John Akii-Bua, who set a world record in the 1972 Munich Games 400 meters hurdles final, was Uganda's only other Olympic champion.
"I always kept him in mind," Kiprotich said after accelerating away from Kenyans Wilson Kipsang and Abel Kirui with six kilometers remaining in the 42.195km race past some of London's most celebrated landmarks on a hot and humid morning.
"I saw him coming like a cheetah," exclaimed twice world champion Kirui, who had been locked in a three-way battle with Kiprotich and London champion Kipsang since the 30-km mark on a loop course with one short and three long laps.
"It was very hard to control that kind of move."

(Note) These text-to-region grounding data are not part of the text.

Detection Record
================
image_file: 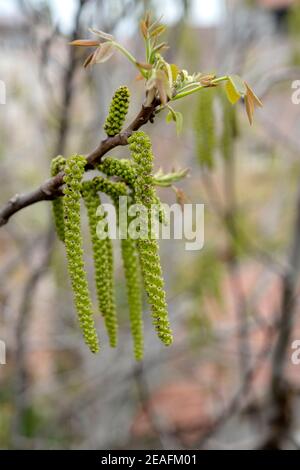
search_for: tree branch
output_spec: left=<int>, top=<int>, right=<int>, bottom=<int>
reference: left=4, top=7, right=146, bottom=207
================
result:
left=0, top=98, right=159, bottom=227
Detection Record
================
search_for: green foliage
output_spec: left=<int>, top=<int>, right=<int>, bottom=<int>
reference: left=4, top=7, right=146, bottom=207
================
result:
left=128, top=131, right=173, bottom=346
left=104, top=86, right=130, bottom=137
left=63, top=155, right=100, bottom=353
left=50, top=156, right=66, bottom=241
left=194, top=87, right=216, bottom=169
left=82, top=182, right=118, bottom=347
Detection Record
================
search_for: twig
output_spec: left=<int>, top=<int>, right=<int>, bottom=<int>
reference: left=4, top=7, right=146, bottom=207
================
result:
left=0, top=99, right=159, bottom=227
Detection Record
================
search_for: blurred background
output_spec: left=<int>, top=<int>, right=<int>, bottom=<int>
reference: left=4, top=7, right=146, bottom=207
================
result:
left=1, top=0, right=300, bottom=450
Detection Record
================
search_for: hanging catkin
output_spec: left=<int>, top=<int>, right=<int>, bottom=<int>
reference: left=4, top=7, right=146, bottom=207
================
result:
left=91, top=175, right=144, bottom=358
left=50, top=156, right=66, bottom=242
left=121, top=236, right=144, bottom=360
left=194, top=87, right=215, bottom=168
left=104, top=86, right=130, bottom=137
left=82, top=181, right=118, bottom=347
left=98, top=157, right=137, bottom=186
left=220, top=91, right=238, bottom=161
left=63, top=155, right=99, bottom=353
left=128, top=131, right=173, bottom=346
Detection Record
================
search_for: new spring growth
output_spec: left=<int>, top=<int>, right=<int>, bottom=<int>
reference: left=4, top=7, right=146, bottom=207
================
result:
left=194, top=87, right=215, bottom=169
left=129, top=131, right=173, bottom=346
left=82, top=181, right=118, bottom=347
left=98, top=157, right=137, bottom=187
left=63, top=155, right=100, bottom=354
left=104, top=86, right=130, bottom=137
left=121, top=236, right=144, bottom=361
left=50, top=156, right=66, bottom=241
left=91, top=176, right=144, bottom=358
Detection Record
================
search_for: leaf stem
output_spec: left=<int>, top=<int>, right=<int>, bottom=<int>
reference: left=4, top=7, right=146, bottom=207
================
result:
left=172, top=75, right=229, bottom=101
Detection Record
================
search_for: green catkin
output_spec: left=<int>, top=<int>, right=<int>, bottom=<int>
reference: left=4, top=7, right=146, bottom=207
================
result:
left=63, top=155, right=100, bottom=354
left=220, top=91, right=238, bottom=161
left=121, top=236, right=144, bottom=360
left=104, top=86, right=130, bottom=137
left=98, top=176, right=144, bottom=359
left=128, top=131, right=173, bottom=346
left=92, top=176, right=128, bottom=200
left=87, top=175, right=144, bottom=357
left=50, top=156, right=66, bottom=242
left=98, top=157, right=166, bottom=223
left=82, top=182, right=118, bottom=347
left=194, top=87, right=215, bottom=169
left=98, top=157, right=137, bottom=186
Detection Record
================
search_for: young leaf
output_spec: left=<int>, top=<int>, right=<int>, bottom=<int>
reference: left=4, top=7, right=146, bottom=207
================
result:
left=136, top=62, right=153, bottom=71
left=229, top=75, right=247, bottom=97
left=175, top=111, right=183, bottom=135
left=225, top=74, right=247, bottom=104
left=245, top=82, right=263, bottom=108
left=170, top=64, right=180, bottom=82
left=166, top=110, right=174, bottom=123
left=83, top=51, right=96, bottom=68
left=69, top=39, right=100, bottom=47
left=140, top=20, right=148, bottom=39
left=150, top=24, right=167, bottom=38
left=225, top=81, right=240, bottom=104
left=165, top=108, right=183, bottom=135
left=89, top=28, right=114, bottom=41
left=244, top=82, right=263, bottom=125
left=90, top=42, right=114, bottom=65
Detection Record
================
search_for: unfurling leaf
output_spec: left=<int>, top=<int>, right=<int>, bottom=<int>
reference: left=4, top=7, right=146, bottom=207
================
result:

Kipsang had taken the early lead, passing the halfway stage in 63 minutes 15 seconds in a successful attempt to split the field, before he was gradually reeled in by Kiprotich and Kirui.
"I took it out because the pace was so slow and I knew we would have problems at the end so I tried to push," he explained.
Kiprotich crossed the line in two hours eight minutes one second, 26 seconds ahead of Kirui. Kipsang was 1:10 further back.
His time, in his fourth marathon, was the third fastest at the Olympic Games and his gold medal was the first of any kind by a Ugandan distance runner.
Kiprotich, 23, trains in Eldoret with a number of elite Kenyans, including Emmanuel Mutai, the east Africans' third man in Sunday's race.
"The problem with Uganda is that there are no facilities," he said. "I come from an area where there are no facilities.
"I spend some time in Kenya, some in Uganda but most of my time is spent in Kenya in a training camp.
"At the start of the race I thought either Kenya would win, Ethiopia would win. Then I thought maybe I could move.
"It is our second gold medal. I made history for my people, my coaches, my manager, for Uganda. I am happy."